Please Enjoy This Ad

Ads. Ads everywhere.

Look at your phone. Ads. Turn on a television. Ads. Open a laptop. Ads. Scroll social media to make sure cherished friends and loved ones are still alive and actively posting angry political memes. Ads.

Get in your vehicle, turn on the radio. Ads. Stop at a gas station; a video screen is embedded in your gas pump. Ads.

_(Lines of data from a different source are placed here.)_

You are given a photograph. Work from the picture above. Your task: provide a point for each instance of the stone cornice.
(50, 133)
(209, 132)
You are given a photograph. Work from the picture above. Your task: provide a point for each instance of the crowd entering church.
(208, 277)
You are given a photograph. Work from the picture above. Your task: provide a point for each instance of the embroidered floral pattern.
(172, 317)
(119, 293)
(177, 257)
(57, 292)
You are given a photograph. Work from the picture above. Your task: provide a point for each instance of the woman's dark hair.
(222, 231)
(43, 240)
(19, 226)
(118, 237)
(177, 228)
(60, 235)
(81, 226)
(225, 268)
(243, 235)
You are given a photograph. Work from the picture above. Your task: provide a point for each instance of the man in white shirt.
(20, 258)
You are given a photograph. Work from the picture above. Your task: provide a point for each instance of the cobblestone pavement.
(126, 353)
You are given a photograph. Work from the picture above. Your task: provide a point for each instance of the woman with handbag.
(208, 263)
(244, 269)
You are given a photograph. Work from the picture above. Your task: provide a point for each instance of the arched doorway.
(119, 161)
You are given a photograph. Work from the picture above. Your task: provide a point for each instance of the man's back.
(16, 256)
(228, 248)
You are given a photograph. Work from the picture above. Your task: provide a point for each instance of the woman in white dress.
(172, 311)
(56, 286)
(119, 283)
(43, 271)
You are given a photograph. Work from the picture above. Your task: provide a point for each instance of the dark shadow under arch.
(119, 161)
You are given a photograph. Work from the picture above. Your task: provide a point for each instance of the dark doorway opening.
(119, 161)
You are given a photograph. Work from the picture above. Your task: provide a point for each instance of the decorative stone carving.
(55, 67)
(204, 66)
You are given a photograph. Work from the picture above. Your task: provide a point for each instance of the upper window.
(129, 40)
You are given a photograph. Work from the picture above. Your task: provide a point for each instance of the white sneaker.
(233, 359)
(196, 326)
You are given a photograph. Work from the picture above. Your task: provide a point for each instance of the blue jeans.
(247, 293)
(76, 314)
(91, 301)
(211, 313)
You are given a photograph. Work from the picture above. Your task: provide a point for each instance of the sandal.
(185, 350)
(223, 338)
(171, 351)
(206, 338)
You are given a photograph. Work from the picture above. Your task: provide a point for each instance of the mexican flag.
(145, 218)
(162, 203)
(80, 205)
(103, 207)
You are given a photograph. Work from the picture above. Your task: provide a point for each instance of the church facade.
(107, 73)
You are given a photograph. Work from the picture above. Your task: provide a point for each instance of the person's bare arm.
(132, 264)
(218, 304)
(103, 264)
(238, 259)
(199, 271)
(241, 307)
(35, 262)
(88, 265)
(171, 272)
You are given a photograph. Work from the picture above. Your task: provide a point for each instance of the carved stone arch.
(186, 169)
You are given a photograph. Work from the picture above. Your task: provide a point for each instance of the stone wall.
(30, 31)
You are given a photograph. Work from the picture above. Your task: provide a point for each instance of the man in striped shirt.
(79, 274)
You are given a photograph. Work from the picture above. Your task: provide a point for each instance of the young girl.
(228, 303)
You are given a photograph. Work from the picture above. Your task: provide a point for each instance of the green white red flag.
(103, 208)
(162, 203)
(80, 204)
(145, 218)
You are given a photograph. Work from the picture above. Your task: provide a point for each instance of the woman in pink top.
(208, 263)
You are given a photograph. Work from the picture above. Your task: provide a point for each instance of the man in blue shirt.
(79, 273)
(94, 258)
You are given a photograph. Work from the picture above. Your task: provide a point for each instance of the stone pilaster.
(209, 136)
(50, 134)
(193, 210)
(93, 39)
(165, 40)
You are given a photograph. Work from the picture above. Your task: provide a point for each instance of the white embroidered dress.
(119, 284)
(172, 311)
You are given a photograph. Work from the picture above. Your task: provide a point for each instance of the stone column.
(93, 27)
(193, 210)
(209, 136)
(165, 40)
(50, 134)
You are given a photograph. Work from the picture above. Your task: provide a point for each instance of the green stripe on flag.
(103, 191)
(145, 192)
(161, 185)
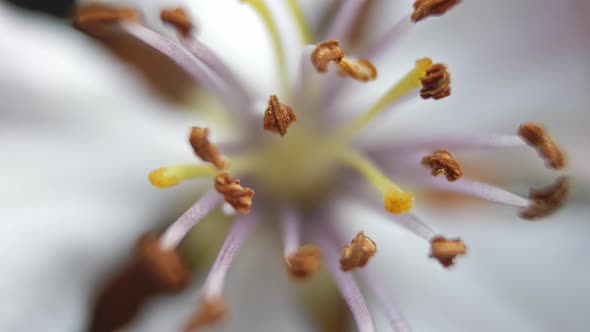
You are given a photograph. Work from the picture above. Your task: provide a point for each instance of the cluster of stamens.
(158, 254)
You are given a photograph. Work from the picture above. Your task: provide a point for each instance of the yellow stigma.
(409, 82)
(395, 199)
(170, 176)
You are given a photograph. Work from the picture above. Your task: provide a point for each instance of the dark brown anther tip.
(437, 82)
(177, 18)
(358, 253)
(547, 200)
(446, 250)
(426, 8)
(443, 162)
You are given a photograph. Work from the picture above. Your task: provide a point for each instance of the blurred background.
(83, 121)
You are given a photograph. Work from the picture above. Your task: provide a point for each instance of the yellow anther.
(170, 176)
(409, 82)
(395, 199)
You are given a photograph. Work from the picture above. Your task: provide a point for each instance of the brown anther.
(164, 268)
(536, 136)
(425, 8)
(93, 15)
(210, 311)
(358, 253)
(178, 18)
(277, 116)
(546, 200)
(443, 162)
(361, 70)
(306, 261)
(445, 250)
(238, 197)
(437, 82)
(324, 53)
(204, 149)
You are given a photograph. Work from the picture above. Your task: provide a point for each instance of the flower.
(363, 166)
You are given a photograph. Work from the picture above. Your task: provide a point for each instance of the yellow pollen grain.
(409, 82)
(395, 199)
(170, 176)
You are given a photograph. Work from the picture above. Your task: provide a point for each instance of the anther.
(324, 53)
(210, 311)
(277, 116)
(445, 250)
(358, 253)
(536, 136)
(305, 262)
(95, 14)
(164, 268)
(443, 162)
(436, 84)
(426, 8)
(546, 200)
(177, 18)
(204, 149)
(240, 198)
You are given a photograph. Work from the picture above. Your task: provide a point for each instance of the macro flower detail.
(299, 173)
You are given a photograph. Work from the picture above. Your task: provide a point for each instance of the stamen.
(443, 162)
(302, 26)
(180, 228)
(212, 308)
(277, 116)
(238, 233)
(396, 200)
(396, 319)
(324, 53)
(210, 311)
(358, 253)
(164, 267)
(170, 176)
(536, 136)
(260, 7)
(178, 18)
(347, 286)
(304, 262)
(240, 198)
(204, 149)
(94, 15)
(546, 200)
(408, 83)
(342, 23)
(437, 82)
(446, 250)
(329, 51)
(426, 8)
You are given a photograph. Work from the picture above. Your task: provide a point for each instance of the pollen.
(436, 83)
(536, 136)
(209, 312)
(546, 200)
(426, 8)
(446, 250)
(305, 262)
(162, 178)
(92, 15)
(326, 52)
(165, 268)
(396, 201)
(358, 253)
(278, 117)
(240, 198)
(177, 18)
(443, 162)
(204, 149)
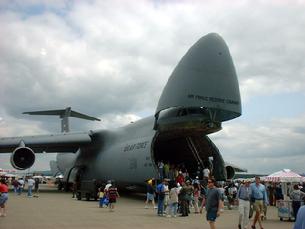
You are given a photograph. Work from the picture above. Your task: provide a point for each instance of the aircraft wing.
(64, 142)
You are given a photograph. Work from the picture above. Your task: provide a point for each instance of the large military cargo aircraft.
(201, 93)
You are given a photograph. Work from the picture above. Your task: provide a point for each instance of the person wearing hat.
(297, 196)
(259, 196)
(150, 195)
(243, 196)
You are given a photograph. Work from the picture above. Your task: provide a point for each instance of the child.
(101, 197)
(112, 195)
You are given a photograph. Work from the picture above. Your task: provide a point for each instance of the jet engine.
(22, 158)
(230, 172)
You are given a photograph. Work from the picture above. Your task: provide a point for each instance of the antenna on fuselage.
(64, 115)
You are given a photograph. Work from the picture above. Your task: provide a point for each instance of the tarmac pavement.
(53, 209)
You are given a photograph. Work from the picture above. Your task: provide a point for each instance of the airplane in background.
(201, 93)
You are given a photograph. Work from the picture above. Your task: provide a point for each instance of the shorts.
(150, 196)
(3, 198)
(258, 205)
(212, 215)
(112, 200)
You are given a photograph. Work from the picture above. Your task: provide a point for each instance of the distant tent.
(285, 175)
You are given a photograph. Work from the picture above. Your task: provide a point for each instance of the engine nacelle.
(230, 172)
(22, 158)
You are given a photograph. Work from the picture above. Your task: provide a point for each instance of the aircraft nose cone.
(205, 77)
(210, 53)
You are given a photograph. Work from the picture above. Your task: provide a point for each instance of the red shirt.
(3, 188)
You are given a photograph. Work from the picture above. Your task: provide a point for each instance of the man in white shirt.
(31, 183)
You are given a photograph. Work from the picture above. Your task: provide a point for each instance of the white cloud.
(111, 59)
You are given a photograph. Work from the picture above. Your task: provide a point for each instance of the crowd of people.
(179, 194)
(18, 187)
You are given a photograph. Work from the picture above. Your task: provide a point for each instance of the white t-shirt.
(206, 172)
(31, 182)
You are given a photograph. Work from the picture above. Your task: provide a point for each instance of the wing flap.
(65, 142)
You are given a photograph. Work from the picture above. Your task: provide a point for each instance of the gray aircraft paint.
(201, 93)
(205, 77)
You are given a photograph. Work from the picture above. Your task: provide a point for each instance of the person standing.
(244, 195)
(214, 204)
(112, 195)
(3, 197)
(259, 196)
(161, 195)
(36, 187)
(300, 221)
(21, 185)
(173, 200)
(161, 169)
(206, 175)
(150, 195)
(31, 183)
(296, 196)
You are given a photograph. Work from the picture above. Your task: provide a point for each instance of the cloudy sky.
(111, 59)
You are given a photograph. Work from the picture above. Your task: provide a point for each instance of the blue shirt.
(244, 192)
(259, 192)
(160, 188)
(300, 222)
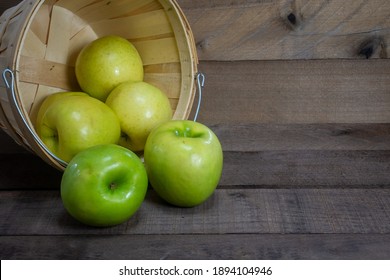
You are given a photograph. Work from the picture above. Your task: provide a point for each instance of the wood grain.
(303, 117)
(228, 211)
(199, 247)
(289, 29)
(310, 91)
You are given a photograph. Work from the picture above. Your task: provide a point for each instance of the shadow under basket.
(40, 41)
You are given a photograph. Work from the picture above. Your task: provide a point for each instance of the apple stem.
(113, 186)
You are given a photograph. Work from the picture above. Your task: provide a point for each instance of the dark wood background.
(299, 94)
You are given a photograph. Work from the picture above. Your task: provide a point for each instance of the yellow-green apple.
(106, 62)
(104, 185)
(48, 101)
(184, 161)
(140, 107)
(76, 122)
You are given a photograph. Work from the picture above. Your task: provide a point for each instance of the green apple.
(104, 185)
(105, 63)
(50, 99)
(75, 123)
(140, 107)
(184, 161)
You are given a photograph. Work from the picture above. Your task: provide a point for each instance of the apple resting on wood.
(184, 162)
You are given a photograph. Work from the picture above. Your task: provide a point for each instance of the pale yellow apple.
(105, 63)
(74, 123)
(140, 107)
(50, 99)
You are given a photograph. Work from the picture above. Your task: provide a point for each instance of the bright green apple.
(105, 63)
(184, 161)
(75, 123)
(140, 107)
(104, 185)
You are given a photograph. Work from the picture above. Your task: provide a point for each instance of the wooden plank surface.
(312, 91)
(286, 29)
(289, 29)
(202, 247)
(303, 119)
(228, 211)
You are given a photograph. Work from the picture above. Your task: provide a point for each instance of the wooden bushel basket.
(40, 41)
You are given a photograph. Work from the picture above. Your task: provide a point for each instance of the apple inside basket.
(56, 31)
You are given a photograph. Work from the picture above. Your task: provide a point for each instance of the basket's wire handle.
(200, 77)
(11, 86)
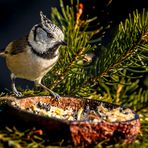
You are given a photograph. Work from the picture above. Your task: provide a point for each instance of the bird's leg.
(15, 91)
(56, 96)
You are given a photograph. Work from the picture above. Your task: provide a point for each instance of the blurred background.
(18, 16)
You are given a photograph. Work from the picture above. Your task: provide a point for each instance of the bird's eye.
(50, 35)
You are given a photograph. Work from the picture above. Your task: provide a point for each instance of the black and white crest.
(45, 37)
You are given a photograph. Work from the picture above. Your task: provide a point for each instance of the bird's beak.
(63, 43)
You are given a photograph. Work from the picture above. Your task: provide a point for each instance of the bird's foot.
(56, 96)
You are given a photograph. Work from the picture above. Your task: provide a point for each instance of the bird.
(31, 57)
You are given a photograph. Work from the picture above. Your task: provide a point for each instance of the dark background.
(18, 16)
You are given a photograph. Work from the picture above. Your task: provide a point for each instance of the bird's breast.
(29, 66)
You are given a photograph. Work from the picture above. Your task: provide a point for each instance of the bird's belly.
(29, 66)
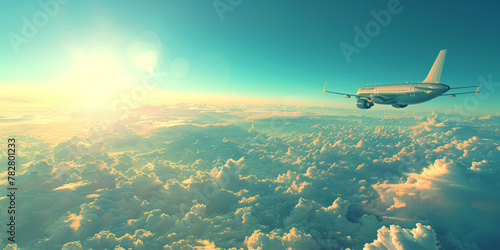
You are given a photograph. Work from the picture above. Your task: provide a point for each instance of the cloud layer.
(258, 179)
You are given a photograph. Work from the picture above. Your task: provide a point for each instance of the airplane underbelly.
(418, 97)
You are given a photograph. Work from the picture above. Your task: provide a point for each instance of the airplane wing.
(469, 92)
(344, 94)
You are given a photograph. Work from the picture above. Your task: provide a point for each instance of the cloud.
(395, 237)
(222, 180)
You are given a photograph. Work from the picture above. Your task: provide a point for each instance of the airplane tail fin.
(435, 74)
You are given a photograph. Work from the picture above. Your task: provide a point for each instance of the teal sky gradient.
(266, 48)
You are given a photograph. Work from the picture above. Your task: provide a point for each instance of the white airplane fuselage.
(402, 94)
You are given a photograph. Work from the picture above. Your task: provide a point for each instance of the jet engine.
(364, 104)
(399, 106)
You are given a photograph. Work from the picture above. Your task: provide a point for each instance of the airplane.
(402, 95)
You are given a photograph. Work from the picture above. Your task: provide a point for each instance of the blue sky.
(263, 49)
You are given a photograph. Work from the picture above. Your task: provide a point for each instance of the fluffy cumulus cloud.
(253, 178)
(395, 237)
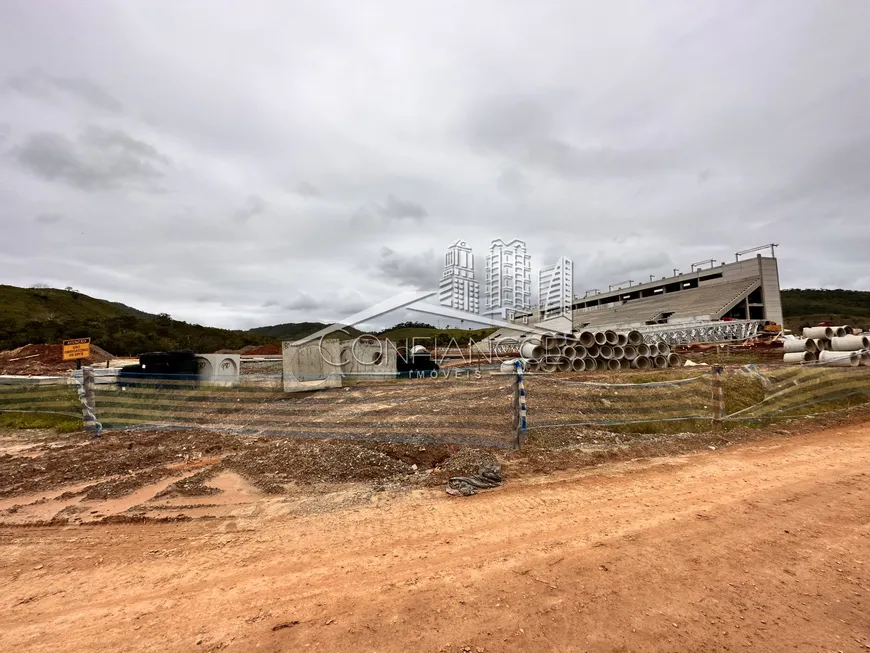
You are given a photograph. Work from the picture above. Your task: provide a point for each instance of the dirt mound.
(265, 350)
(39, 360)
(269, 464)
(129, 455)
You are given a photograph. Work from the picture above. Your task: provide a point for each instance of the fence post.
(718, 396)
(519, 405)
(87, 397)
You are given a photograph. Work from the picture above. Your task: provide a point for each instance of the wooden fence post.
(718, 396)
(87, 397)
(519, 405)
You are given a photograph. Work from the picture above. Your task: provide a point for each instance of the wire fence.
(479, 409)
(469, 410)
(713, 397)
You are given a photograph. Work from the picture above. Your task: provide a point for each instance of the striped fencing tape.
(520, 394)
(85, 391)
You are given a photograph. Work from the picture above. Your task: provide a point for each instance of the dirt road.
(761, 546)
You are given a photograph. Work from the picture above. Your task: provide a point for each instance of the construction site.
(664, 469)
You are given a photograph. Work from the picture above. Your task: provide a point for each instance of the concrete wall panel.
(312, 366)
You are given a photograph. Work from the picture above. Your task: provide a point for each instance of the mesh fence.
(795, 391)
(56, 399)
(473, 411)
(554, 402)
(479, 409)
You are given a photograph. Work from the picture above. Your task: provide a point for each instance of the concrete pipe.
(640, 363)
(531, 350)
(850, 343)
(840, 358)
(798, 345)
(819, 332)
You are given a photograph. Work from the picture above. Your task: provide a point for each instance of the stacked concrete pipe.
(826, 340)
(589, 351)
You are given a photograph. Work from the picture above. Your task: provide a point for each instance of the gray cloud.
(689, 132)
(99, 159)
(307, 189)
(398, 209)
(417, 269)
(254, 205)
(37, 84)
(513, 183)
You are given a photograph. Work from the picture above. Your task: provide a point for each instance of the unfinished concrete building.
(744, 290)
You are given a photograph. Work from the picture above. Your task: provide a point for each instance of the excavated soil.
(45, 360)
(758, 545)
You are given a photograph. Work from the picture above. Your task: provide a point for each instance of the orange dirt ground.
(761, 546)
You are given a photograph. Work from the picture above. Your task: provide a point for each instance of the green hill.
(806, 307)
(47, 315)
(23, 304)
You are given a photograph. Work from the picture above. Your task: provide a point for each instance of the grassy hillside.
(23, 304)
(47, 315)
(806, 307)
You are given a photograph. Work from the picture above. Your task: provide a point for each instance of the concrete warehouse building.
(743, 290)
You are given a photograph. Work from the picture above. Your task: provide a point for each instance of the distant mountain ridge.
(48, 315)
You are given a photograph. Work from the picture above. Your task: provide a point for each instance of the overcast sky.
(247, 163)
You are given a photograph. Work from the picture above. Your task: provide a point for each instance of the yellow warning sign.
(77, 348)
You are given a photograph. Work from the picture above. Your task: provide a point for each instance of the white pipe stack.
(799, 357)
(841, 358)
(850, 343)
(828, 345)
(826, 333)
(589, 351)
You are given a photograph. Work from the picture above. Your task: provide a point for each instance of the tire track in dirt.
(762, 547)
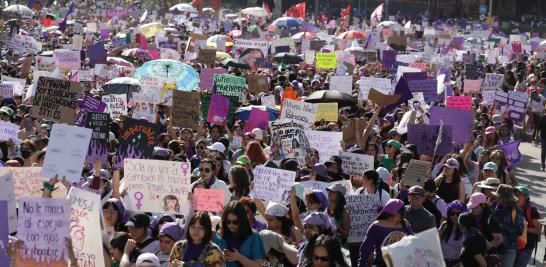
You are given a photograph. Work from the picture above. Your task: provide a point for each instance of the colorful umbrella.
(185, 77)
(287, 22)
(137, 53)
(350, 35)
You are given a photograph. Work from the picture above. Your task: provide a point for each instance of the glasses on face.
(320, 258)
(233, 222)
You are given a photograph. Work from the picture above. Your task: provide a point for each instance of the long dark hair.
(238, 209)
(331, 244)
(204, 220)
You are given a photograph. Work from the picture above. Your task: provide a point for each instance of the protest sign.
(459, 102)
(99, 123)
(67, 59)
(355, 164)
(343, 84)
(89, 104)
(55, 100)
(363, 210)
(44, 223)
(257, 83)
(207, 77)
(461, 120)
(272, 184)
(116, 105)
(422, 249)
(326, 143)
(185, 110)
(325, 60)
(136, 140)
(218, 110)
(7, 193)
(428, 87)
(288, 140)
(382, 85)
(416, 173)
(209, 199)
(257, 119)
(425, 136)
(492, 82)
(327, 112)
(85, 226)
(302, 112)
(157, 186)
(66, 152)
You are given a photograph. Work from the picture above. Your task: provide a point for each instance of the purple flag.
(512, 153)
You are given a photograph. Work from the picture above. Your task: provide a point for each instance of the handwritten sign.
(363, 210)
(55, 100)
(424, 137)
(66, 152)
(459, 102)
(301, 112)
(326, 143)
(272, 184)
(416, 173)
(356, 164)
(209, 199)
(157, 186)
(84, 226)
(44, 223)
(326, 60)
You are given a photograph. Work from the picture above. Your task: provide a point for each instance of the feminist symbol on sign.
(138, 196)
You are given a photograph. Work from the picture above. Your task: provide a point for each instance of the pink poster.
(218, 110)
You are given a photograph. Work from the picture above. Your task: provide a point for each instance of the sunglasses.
(319, 258)
(234, 222)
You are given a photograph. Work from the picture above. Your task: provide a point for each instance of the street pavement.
(529, 173)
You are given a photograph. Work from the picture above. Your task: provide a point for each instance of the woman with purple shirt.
(389, 228)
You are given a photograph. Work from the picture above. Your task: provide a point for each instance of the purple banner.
(424, 137)
(461, 120)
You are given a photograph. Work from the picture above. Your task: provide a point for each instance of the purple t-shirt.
(377, 237)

If you ask me, the TV commercials are the worst. The ordinary American sees roughly 200 TV commercials per day. Most of these commercials are advertising medications. Your average American streaming channel airs 80 prescription drug commercials EVERY HOUR.

Drug commercials have no aesthetic or emotional value. They have become their own clichéd advertising subgenre. Nobody likes them, everyone makes fun of them, and yet they persist. Sort of like Congress.

What’s worse, the commercials are all the same. Common pharmaceutical commercial tropes include:

The prototypical late-middle-aged male, wearing jeans and Carhartt, walking through a cornfield, talking sincerely about hemorrhoids.

Or the sad woman, mid-40 to early-60s, gazing out a window. Usually, she is talking about depression medication with an sci-fi-sounding name such as, say, “Xenios.”

Meantime, a fast-paced, highly motivational, Tony Robbins-style narrator saying (a) “Take control of your life, and ask your doctor about Xenios,” and (b) “Xenios causes suicidal thoughts.”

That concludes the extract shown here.